TITLE: An Open, Non-comparative, Multi-centre Post Marketing Clinical Follow-up (PMCF) Investigation to Evaluate Performance and Safety on Diabetic Foot Ulcer, DFU, When Using Mepilex Transfer Ag as Intended

Not Applicable

Completed

• Conditions: Diabetic Foot Ulcers

• Registration Number: NCT01964521
• Lead Sponsor: Molnlycke Health Care AB

Brief Summary

An open, non-comparative, multi-centre post marketing clinical follow-up, PMCF, investigation to evaluate performance and safety on diabetic foot ulcer, dfu, when using mepilex transfer Ag as intended.

Detailed Description

Approximately 25-30 subjects from two to three centers will be evaluated provided they fulfill the inclusion criteria and none of the exclusion criteria and gives a signed and dated consent.
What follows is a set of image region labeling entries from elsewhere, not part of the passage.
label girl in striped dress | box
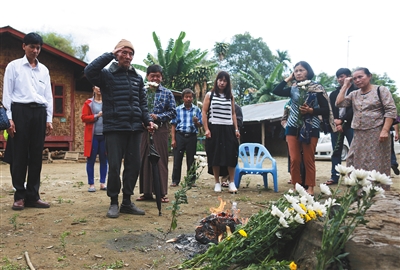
[202,71,240,193]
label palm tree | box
[275,50,291,71]
[214,42,229,62]
[133,32,217,95]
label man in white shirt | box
[3,33,53,210]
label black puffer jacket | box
[85,53,151,133]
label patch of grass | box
[73,181,85,188]
[153,255,166,268]
[74,217,87,223]
[1,257,27,270]
[60,231,71,251]
[57,255,67,262]
[235,196,251,202]
[102,260,124,269]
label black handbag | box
[0,101,10,130]
[376,86,400,126]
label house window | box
[53,84,64,116]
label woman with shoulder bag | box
[273,61,336,195]
[336,67,397,189]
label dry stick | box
[25,251,35,270]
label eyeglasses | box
[121,51,133,57]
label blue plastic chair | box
[234,143,278,192]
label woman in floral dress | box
[336,68,397,184]
[273,61,336,195]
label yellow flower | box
[308,209,317,219]
[304,214,311,222]
[239,230,247,237]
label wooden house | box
[0,26,181,152]
[0,26,92,151]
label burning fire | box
[196,197,241,244]
[210,197,226,215]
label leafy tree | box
[214,42,229,61]
[242,63,284,104]
[275,50,291,71]
[221,32,276,105]
[39,32,89,61]
[133,32,217,97]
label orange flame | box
[210,197,226,214]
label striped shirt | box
[171,104,203,133]
[146,84,176,122]
[207,92,233,125]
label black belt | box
[12,102,47,108]
[177,131,196,138]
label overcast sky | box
[0,0,400,89]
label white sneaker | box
[214,183,221,192]
[229,182,237,192]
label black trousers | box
[172,132,197,184]
[104,131,142,204]
[7,104,47,201]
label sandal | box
[221,182,229,187]
[325,179,337,186]
[136,195,153,201]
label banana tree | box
[133,32,217,93]
[242,63,284,104]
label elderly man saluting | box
[85,39,153,218]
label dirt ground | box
[0,156,400,269]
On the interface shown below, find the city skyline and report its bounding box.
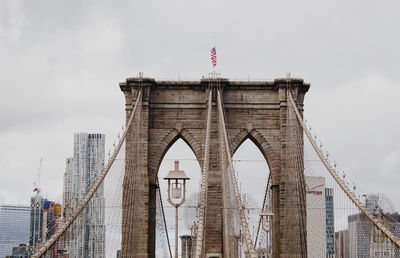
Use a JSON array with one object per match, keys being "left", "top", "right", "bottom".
[
  {"left": 0, "top": 0, "right": 400, "bottom": 257},
  {"left": 0, "top": 1, "right": 400, "bottom": 212}
]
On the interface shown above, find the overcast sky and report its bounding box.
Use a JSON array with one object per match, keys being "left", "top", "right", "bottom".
[{"left": 0, "top": 0, "right": 400, "bottom": 254}]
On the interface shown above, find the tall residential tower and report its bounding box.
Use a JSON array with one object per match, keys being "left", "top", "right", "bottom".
[{"left": 64, "top": 133, "right": 105, "bottom": 258}]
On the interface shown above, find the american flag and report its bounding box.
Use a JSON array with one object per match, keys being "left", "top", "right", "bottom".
[{"left": 210, "top": 47, "right": 217, "bottom": 67}]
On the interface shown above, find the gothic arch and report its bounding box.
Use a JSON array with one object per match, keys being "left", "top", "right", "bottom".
[
  {"left": 149, "top": 129, "right": 203, "bottom": 184},
  {"left": 230, "top": 129, "right": 279, "bottom": 171}
]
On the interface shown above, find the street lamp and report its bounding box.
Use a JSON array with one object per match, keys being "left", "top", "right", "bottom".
[
  {"left": 164, "top": 160, "right": 190, "bottom": 258},
  {"left": 260, "top": 208, "right": 274, "bottom": 257}
]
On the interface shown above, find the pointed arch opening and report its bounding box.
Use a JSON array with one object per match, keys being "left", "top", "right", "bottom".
[
  {"left": 157, "top": 139, "right": 201, "bottom": 254},
  {"left": 233, "top": 136, "right": 270, "bottom": 237}
]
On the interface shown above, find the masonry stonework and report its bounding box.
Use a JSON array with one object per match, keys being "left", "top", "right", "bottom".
[{"left": 120, "top": 78, "right": 310, "bottom": 257}]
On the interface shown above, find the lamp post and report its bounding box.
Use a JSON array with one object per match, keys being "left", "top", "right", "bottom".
[
  {"left": 164, "top": 160, "right": 190, "bottom": 258},
  {"left": 260, "top": 208, "right": 274, "bottom": 257}
]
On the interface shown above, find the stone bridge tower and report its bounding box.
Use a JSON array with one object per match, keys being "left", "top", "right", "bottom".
[{"left": 120, "top": 75, "right": 310, "bottom": 257}]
Subjects to be included were to suffer from a DFU and being in need of anti-microbial wound dressing.

Dressing changes were to performed according to the local clinical routine (usually 3 times/week), evaluated during a total treatment period of maximum 4 weeks including weekly visits when assessments were being done. A record (dressing log) for Mepilex Transfer Ag and outer layers were to be filled in at every dressing change.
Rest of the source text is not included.